Battered sprint teams will vie for ultimate glory on the Champs Élysées in Paris on the final stage of the Tour de France on Sunday.
Andre Greipel (Lotto-Soudal) and Mark Cavendish (Etixx-QuickStep) headline the reduced field keen to take the honours on the unofficial world championship for sprinters, following a ceremonial start for now two-time British race winner Chris Froome (Sky).
The duo will race without key pilots, Greg Henderson and Mark Renshaw, who have abandoned through injury and illness, respectively. Cavendish will also surely feel the loss of Tony Martin and Michal Kwiatkowski, who have also withdrawn from this year’s hot, tough Tour.
Greipel is concluding the best Tour performance of his career, marking, for the first time, a stint in the green jersey and claiming an unparalleled three stage victories.
The German has shown he can win even with a depleted lead-out, but he still has Australian Adam Hansen, who is set to finish his 12th consecutive Grand Tour despite being advised to stop racing after dislocating his shoulder in stage two.
The 33-year-old Greipel has been the fastest man of this year’s race, though how he recovers from the Alpine stages, where a medical communique reads he suffered from knee pain, remains to be seen.
Cavendish did not figure in the last sprint stage after being weakened by a bout of diahorrea the night before. Greipel won despite having previously suffered from heat stroke.
The Manxman has in the past been ample at guiding himself through a fast finish, jumping from different wheels and trains, but has mistimed efforts at this year’s race and has so far won just one stage — a low count by his exceptionally high standards.
Marcel Kittel has reigned on the Champs Elysees the past two seasons with the assistance of John Degenkolb, who will carry the hopes of the Giant-Alpecin team this season with Kittel not selected for the Tour because of health-affected fitness.
The Milan-San Remo and Paris-Roubaix champion Degenkolb is not a pure sprinter like Greipel or Cavendish but has still finished on the podium twice following bunch finishes.
The 26-year-old, when asked before the Alps, did not rule-out his chances of a stage victory on the final day of competition. Alexander Kristoff (Katusha), who has had a quiet Tour after a barnstorming spring, Michael Matthews (Orica-GreenEdge) and maillot vert Peter Sagan (Tinkoff-Saxo) are also likely to challenge.
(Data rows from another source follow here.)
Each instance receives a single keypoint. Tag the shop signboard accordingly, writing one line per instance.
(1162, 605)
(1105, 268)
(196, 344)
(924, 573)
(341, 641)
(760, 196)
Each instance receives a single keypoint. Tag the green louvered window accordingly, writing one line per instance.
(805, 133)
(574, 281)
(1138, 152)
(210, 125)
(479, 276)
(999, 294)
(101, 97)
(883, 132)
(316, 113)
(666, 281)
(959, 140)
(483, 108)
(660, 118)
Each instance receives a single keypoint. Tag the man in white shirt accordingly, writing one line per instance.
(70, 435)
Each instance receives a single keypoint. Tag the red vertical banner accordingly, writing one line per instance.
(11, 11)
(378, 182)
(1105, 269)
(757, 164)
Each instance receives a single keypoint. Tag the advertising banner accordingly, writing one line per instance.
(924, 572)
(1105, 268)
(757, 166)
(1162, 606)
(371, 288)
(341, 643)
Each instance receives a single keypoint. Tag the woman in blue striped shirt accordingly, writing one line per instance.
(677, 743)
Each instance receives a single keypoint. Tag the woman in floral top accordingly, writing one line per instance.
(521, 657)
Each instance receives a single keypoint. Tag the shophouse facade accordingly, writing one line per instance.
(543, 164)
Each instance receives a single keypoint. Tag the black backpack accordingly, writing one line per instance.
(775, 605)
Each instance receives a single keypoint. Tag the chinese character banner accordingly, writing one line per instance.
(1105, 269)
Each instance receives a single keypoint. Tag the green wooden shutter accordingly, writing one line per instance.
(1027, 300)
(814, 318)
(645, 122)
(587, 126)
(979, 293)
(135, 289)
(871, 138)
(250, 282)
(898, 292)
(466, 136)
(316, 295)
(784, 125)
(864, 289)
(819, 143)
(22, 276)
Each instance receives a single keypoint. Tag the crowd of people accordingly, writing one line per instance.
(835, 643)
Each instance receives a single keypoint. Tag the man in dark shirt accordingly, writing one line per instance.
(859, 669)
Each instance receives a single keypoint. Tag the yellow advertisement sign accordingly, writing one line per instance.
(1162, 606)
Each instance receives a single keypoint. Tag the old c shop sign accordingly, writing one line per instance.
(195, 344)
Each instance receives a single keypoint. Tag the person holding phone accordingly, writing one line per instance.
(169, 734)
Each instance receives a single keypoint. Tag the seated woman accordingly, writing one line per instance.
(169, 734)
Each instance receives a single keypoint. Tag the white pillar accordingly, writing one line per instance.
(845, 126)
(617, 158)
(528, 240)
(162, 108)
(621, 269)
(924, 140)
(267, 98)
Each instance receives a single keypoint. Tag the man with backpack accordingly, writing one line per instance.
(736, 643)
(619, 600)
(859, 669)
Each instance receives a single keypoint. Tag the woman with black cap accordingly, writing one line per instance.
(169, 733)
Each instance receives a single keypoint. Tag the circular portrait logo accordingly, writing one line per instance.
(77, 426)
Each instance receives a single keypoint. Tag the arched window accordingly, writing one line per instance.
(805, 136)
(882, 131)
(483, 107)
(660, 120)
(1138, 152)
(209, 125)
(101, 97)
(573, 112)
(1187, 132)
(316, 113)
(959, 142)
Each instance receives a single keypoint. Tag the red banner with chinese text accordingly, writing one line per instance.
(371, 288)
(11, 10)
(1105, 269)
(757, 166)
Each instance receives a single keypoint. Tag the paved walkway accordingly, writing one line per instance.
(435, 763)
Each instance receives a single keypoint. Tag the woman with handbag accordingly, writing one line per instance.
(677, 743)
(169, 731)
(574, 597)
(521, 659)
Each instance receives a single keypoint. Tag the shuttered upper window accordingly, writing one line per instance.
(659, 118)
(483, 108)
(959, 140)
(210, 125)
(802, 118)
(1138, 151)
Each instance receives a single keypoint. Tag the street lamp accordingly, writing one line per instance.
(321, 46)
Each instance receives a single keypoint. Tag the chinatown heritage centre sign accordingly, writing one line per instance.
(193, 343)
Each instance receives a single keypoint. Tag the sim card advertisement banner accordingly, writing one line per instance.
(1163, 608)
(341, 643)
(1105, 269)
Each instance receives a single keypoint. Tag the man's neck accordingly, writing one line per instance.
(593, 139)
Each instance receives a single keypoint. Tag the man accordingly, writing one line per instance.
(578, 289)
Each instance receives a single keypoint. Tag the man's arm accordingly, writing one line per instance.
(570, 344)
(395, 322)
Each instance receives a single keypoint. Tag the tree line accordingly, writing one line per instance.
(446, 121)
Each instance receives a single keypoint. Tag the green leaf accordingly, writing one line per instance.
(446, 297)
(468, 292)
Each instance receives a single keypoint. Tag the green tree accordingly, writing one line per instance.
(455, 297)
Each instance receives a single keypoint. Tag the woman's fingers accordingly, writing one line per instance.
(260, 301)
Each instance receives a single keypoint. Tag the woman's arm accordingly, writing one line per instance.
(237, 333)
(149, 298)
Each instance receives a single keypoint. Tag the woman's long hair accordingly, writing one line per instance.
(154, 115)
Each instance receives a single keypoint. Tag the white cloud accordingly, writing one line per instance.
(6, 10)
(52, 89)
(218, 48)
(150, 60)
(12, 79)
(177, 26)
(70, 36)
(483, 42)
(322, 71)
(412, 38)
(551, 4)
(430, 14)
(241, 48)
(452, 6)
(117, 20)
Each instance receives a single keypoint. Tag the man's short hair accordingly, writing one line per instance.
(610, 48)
“I think I’m coming through the Tour quite okay and I definitely lose less energy [in the heat] than other pure sprinters, for example,” Degenkolb said. “I would love to win on Champs Elysees, this is a big dream of all of us. They’ve [Giant-Alpecin] done it the last two years and it’s such a great way to finish the Tour de France.
“When you win there, even though you’ve had already a great Tour de France before, it makes it just much more perfect.”